Logograms represent concrete linguistic terms and, with only few exceptions, always refer to only one denotation. The increasing influence of vernacular languages on the script increased the polyvalence of Maya signs during the Terminal Classic period. The second sign class is that of vowel and syllabic signs, which represent open syllables. They permitted the syllabic spelling of lexical and grammatical morphemes. In addition, they were used as pre- or post-fixed phonetic complements for logograms.
Thus, it was possible to write words with exclusively syllabic signs or using only logograms. Usually, logograms and syllabic signs were combined. A high level of calligraphic complexity was achieved in texts primarily through allographic notation and allomorphic representation of signs.
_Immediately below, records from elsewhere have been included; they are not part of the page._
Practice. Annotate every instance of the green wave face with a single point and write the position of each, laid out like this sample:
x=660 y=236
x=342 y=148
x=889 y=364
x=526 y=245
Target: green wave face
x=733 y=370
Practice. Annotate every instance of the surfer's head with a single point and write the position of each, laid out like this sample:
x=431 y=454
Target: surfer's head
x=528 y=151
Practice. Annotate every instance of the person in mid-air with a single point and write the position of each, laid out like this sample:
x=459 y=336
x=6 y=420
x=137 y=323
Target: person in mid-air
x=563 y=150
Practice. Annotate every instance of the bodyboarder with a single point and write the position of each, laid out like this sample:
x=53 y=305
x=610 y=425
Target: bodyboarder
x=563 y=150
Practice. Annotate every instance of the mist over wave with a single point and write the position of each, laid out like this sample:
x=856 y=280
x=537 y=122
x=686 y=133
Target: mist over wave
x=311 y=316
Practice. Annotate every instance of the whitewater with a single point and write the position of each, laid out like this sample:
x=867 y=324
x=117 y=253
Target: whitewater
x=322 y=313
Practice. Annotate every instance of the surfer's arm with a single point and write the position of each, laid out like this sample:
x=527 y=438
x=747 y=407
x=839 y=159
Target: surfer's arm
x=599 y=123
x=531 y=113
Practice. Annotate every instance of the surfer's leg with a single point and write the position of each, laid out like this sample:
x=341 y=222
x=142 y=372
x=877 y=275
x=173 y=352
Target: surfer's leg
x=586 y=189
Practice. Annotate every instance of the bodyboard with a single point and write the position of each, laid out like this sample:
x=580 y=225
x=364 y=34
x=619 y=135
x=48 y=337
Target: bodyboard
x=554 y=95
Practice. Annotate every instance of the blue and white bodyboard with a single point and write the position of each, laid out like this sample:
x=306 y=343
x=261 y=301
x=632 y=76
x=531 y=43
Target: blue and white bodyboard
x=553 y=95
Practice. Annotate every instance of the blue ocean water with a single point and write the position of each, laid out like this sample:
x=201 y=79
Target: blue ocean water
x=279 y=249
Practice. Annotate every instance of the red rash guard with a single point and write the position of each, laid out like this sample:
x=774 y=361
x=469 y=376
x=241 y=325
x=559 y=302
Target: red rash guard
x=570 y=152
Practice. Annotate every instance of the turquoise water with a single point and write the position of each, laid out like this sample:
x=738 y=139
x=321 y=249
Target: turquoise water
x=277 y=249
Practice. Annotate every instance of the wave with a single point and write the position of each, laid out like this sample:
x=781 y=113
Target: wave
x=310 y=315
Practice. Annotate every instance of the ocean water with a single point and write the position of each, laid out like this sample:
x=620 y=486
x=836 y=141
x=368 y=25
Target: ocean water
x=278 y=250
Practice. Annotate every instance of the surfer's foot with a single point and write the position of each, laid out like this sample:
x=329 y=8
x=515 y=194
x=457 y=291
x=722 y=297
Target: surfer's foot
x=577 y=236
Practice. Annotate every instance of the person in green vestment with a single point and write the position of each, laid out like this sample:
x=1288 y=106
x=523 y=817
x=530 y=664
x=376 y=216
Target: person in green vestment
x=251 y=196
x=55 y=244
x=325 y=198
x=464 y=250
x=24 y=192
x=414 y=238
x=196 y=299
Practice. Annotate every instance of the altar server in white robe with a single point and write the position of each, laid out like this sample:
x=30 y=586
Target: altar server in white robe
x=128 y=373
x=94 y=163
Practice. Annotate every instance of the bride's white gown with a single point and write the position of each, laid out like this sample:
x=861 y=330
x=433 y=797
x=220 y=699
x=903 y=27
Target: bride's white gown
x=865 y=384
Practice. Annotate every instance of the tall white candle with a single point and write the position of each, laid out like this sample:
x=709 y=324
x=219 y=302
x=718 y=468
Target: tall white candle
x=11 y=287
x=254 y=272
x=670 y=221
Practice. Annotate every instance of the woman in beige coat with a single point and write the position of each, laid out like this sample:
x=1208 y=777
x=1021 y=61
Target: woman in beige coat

This phenomenon allowed scribes to compose texts that were aesthetically ambitious without repeating signs. There were at least two or more signs for frequently used syllables, a situation which explains the extremely high number (about 200) of syllabic signs within the total inventory of some 650 graphemes in the Maya script.
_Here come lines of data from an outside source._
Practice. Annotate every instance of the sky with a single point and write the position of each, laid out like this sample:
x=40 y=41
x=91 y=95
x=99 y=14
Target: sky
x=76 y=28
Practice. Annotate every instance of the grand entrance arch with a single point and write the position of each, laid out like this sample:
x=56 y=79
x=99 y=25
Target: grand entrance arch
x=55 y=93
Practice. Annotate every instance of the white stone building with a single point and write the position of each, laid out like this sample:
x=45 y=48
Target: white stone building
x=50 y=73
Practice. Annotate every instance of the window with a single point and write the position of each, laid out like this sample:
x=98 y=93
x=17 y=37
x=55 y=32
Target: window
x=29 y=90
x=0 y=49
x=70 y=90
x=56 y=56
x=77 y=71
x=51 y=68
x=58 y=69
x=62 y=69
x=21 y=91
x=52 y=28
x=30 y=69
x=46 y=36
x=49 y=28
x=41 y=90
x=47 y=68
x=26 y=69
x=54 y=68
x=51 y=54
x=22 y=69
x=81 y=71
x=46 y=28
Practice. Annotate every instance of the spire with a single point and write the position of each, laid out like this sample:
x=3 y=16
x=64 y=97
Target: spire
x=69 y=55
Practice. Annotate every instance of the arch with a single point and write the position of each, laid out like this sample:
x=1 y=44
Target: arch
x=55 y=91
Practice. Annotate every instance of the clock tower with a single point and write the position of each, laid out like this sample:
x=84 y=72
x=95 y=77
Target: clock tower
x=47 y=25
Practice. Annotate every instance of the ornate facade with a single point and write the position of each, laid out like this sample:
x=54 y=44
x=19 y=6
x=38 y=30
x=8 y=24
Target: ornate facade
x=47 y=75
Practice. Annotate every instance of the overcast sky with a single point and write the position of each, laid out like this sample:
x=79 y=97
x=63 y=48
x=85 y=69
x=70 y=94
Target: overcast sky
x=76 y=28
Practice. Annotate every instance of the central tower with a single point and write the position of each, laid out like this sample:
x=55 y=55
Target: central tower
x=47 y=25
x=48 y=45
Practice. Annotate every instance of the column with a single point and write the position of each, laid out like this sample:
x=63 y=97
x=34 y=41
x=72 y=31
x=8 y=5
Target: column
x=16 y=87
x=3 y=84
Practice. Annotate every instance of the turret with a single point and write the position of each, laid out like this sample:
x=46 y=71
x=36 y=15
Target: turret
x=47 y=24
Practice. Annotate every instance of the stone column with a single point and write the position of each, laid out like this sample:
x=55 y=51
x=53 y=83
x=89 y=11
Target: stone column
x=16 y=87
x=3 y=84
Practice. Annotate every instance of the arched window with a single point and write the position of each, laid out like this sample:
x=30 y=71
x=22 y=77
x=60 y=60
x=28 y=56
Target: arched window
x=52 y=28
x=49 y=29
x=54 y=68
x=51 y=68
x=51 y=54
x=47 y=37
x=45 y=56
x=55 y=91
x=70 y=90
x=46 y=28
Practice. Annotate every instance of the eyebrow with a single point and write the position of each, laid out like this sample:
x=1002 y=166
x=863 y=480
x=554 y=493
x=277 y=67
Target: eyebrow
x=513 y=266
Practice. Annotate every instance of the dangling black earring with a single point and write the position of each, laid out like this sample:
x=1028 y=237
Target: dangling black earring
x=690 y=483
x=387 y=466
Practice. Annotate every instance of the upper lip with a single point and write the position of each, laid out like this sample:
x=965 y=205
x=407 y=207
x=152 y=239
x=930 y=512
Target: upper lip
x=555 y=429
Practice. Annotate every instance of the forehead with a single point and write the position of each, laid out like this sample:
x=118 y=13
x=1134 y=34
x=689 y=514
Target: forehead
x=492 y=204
The signs were combined with each other to build roughly quadratic blocks. One such hieroglyphic block probably corresponds to the emic concept of a word among the pre-Hispanic Maya. In most cases, these blocks were paired in double columns that were read from left to right and from top to bottom. Sentences were formed by the combination of hieroglyphic blocks that indicated various parts of a sentence. Multiple sentences were combined to produce complex texts, whose syntax and textual structure are comparable to those of modern Mayan languages.
Out of eleven proposals for the inventory and systemization of the signs of the Maya script, only the transcription conventions and sign nomenclature of Günter Zimmermann for the codices and Eric Thompson for all text forms have become widely accepted. Thompson compiled an inventory of 862 signs, which remains the standard reference system for Maya hieroglyphs today, in spite of incorrect classifications, double entries, and the incompleteness of the text inventory.
Nikolai Grube’s investigations of the sign inventory have indicated that about 200 of Thompson’s 862 classified graphemes are allographs, whereby the total inventory of signs can be reduced from 862 to approximately 650. Martha Macri arrived the same total number in her proposal of an alternative classification system about ten years ago, although her system has not been widely adopted due to its incompleteness, erroneous classifications, and misinterpretations.
Although previously published sign catalogs primarily contain simple documentation of occurrences and grapheme concordances, reference works with suggested readings of individual graphemes have been published in the course of decipherment efforts. These references document the current state of decipherment at the time of publication with bibliographic references.